I’ve been writing a script to talk to an XML-RPC endpoint, using
Frontier::Client but for
one of the requests, the script throws the following error:

wanted a data type, got `ex:i8'

Turning on debugging showed the response type was indeed ex:i8, which
isn’t one of the types that Frontier::Client supports.

<?xml version="1.0" encoding="UTF-8"?>
<methodResponse xmlns:ex="http://ws.apache.org/xmlrpc/namespaces/extensions">
  <params>
    <param>
      <value>
        <ex:i8>161</ex:i8>
      </value>
    </param>
  </params>
</methodResponse>

Searching through the code shows Frontier::Client is a wrapper around
Frontier::RPC2 and the error message happens at the following
section:

   } elsif ($scalars{$tag}) {
       $expat->{'rpc_text'} = "";
       push @{ $expat->{'rpc_state'} }, 'cdata';
   } else {
       Frontier::RPC2::die($expat, "wanted a data type, got `$tag'n");
   }

So we can see that it’s looking up the tag into a hash called
%scalars to see if the type is a scalar type, otherwise throws
the error we saw.
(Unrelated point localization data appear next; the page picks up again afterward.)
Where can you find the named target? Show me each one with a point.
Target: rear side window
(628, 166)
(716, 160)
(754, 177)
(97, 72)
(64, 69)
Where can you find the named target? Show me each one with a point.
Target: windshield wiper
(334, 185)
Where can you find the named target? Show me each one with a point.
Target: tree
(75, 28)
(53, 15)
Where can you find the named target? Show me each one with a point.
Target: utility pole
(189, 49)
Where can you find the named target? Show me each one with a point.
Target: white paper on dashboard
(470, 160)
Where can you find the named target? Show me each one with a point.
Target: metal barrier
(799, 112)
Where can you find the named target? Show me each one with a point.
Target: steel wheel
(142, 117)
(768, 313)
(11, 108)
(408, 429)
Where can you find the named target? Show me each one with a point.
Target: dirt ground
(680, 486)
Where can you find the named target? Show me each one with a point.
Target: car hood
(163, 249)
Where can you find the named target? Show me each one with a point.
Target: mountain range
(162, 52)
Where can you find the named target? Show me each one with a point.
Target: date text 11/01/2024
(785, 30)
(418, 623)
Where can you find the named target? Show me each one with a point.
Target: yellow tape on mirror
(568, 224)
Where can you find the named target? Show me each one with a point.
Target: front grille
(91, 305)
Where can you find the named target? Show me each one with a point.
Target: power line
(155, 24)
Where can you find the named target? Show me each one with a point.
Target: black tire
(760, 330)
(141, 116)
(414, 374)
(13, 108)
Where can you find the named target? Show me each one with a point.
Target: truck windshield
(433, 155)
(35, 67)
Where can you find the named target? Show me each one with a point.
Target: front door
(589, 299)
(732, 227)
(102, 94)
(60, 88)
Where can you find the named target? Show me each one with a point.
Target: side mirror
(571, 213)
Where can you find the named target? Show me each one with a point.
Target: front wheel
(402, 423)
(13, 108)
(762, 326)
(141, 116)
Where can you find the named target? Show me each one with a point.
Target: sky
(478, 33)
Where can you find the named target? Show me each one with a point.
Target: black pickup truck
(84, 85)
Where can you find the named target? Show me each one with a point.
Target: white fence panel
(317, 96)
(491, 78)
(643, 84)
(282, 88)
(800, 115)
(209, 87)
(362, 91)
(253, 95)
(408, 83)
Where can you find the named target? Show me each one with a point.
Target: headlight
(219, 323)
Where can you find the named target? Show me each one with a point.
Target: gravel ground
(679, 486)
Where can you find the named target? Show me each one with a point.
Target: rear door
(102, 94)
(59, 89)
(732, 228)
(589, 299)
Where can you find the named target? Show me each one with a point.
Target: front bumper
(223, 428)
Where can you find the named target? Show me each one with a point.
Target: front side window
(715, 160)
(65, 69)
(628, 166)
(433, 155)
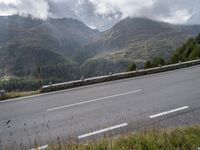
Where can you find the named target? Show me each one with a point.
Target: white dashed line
(168, 112)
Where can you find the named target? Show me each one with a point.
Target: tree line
(190, 50)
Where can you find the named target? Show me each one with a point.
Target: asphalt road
(161, 100)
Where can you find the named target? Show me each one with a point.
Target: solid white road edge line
(102, 130)
(94, 100)
(168, 112)
(40, 148)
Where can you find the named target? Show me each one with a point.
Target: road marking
(94, 100)
(102, 130)
(40, 148)
(168, 112)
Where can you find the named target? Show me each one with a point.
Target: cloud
(103, 14)
(34, 8)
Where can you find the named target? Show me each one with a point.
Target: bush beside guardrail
(72, 84)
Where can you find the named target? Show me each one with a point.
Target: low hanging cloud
(102, 14)
(34, 8)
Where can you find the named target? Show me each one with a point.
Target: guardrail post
(110, 74)
(82, 78)
(2, 93)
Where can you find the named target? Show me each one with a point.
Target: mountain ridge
(69, 42)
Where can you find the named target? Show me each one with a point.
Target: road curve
(165, 99)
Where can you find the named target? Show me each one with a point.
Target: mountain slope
(27, 43)
(137, 39)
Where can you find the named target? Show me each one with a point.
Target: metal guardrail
(118, 76)
(2, 93)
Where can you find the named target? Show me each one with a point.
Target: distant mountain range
(67, 48)
(194, 19)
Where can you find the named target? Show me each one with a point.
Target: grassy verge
(11, 95)
(163, 139)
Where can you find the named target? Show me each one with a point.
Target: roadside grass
(11, 95)
(181, 138)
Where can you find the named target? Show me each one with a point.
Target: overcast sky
(102, 14)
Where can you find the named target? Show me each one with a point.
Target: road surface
(160, 100)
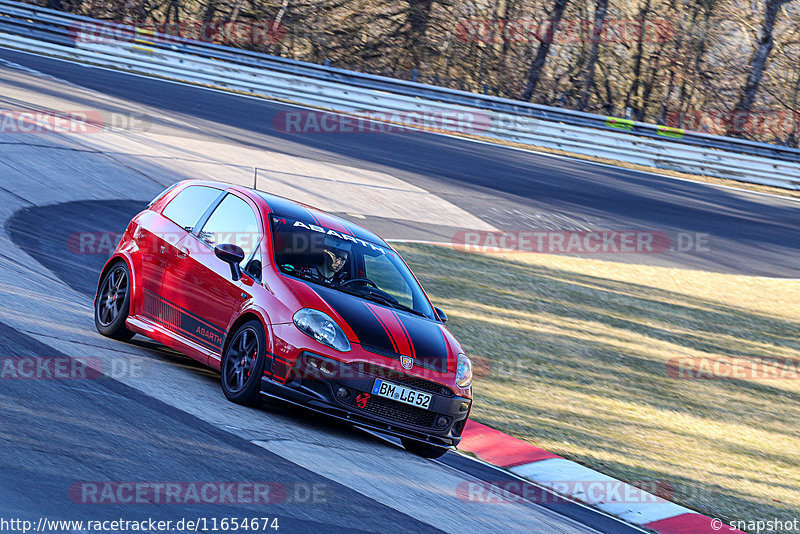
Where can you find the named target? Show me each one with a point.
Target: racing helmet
(335, 253)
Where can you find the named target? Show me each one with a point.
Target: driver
(335, 253)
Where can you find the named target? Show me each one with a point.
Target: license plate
(393, 391)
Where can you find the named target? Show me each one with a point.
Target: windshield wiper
(385, 300)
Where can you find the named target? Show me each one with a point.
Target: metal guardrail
(39, 29)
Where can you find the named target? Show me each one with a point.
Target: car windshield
(347, 264)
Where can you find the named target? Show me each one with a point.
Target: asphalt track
(171, 422)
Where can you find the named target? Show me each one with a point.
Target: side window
(234, 222)
(189, 205)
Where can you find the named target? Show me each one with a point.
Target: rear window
(189, 205)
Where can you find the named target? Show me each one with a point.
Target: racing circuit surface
(165, 419)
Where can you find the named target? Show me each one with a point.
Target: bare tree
(535, 70)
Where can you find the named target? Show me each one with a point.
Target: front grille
(396, 411)
(394, 356)
(395, 376)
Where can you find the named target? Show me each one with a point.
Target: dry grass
(576, 352)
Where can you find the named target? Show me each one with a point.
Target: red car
(289, 302)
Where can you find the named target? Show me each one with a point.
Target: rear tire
(113, 302)
(423, 449)
(243, 364)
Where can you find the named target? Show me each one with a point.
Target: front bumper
(309, 386)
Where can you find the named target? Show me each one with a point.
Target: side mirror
(233, 255)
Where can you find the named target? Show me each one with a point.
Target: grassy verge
(576, 356)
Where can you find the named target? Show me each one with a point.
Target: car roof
(290, 209)
(283, 207)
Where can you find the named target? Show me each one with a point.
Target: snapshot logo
(773, 122)
(381, 122)
(210, 492)
(69, 368)
(569, 31)
(587, 491)
(69, 122)
(227, 33)
(733, 368)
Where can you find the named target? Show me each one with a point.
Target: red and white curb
(585, 485)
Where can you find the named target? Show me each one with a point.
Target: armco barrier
(53, 33)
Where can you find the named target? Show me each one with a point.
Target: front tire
(423, 449)
(113, 302)
(243, 364)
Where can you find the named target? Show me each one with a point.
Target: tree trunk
(633, 91)
(544, 48)
(758, 60)
(600, 10)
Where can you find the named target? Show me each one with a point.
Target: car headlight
(463, 371)
(321, 327)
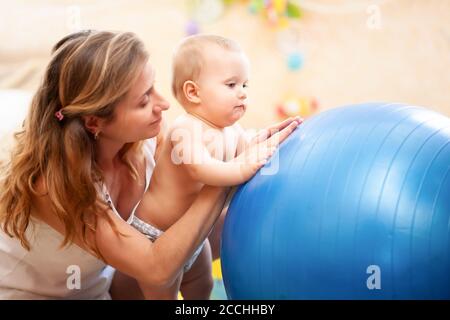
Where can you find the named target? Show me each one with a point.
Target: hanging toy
(297, 106)
(276, 12)
(295, 61)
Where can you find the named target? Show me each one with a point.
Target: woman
(78, 171)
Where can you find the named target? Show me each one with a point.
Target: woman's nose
(161, 103)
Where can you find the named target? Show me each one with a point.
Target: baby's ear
(191, 92)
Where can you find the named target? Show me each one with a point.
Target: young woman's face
(138, 116)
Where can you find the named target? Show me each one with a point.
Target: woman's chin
(153, 130)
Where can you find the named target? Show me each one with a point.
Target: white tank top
(50, 272)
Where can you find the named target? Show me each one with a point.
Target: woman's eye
(145, 101)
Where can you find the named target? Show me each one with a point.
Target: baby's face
(223, 86)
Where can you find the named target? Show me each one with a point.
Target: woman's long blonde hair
(88, 74)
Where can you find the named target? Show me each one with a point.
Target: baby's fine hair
(188, 59)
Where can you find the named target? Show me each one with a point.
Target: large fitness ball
(358, 208)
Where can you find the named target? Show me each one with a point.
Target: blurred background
(306, 55)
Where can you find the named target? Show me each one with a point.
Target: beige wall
(406, 60)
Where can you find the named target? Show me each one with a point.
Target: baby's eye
(145, 100)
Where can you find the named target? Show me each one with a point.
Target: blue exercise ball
(354, 205)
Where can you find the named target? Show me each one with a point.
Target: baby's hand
(252, 159)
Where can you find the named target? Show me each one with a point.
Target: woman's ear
(191, 92)
(93, 124)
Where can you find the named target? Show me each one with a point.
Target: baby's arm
(246, 140)
(201, 166)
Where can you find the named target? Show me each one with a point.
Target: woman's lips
(156, 121)
(242, 106)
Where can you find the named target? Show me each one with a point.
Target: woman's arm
(159, 263)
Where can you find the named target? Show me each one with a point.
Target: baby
(205, 146)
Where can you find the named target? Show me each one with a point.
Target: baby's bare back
(170, 194)
(172, 190)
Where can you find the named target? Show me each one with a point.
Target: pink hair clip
(59, 115)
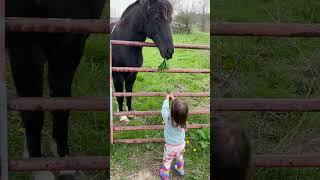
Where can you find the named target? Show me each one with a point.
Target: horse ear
(147, 3)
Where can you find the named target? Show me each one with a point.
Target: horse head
(158, 16)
Looking at the top, we can see this hash:

%scalars = (
    'base64' => 1,
    'boolean' => 1,
    'dateTime.iso8601' => 1,
    'double' => 1,
    'int' => 1,
    'i4' => 1,
    'string' => 1,
);

So, if we could add ex:i8 to this scalar, we could fix the
problem. We could fix the module, but that would require every user of
the script to patch their copy of the module. The alternative is to
inject something into that hash across module boundaries, which we can
do by just refering to the hash by it’s complete name including the
package name. We can use:

$Frontier::RPC2::scalars{'ex:i8'} = 1;

Now when we run the script, everything works. It’s not nice and it’s
dependent on Frontier::RPC2 not changing. but it allows us to get on
with our script.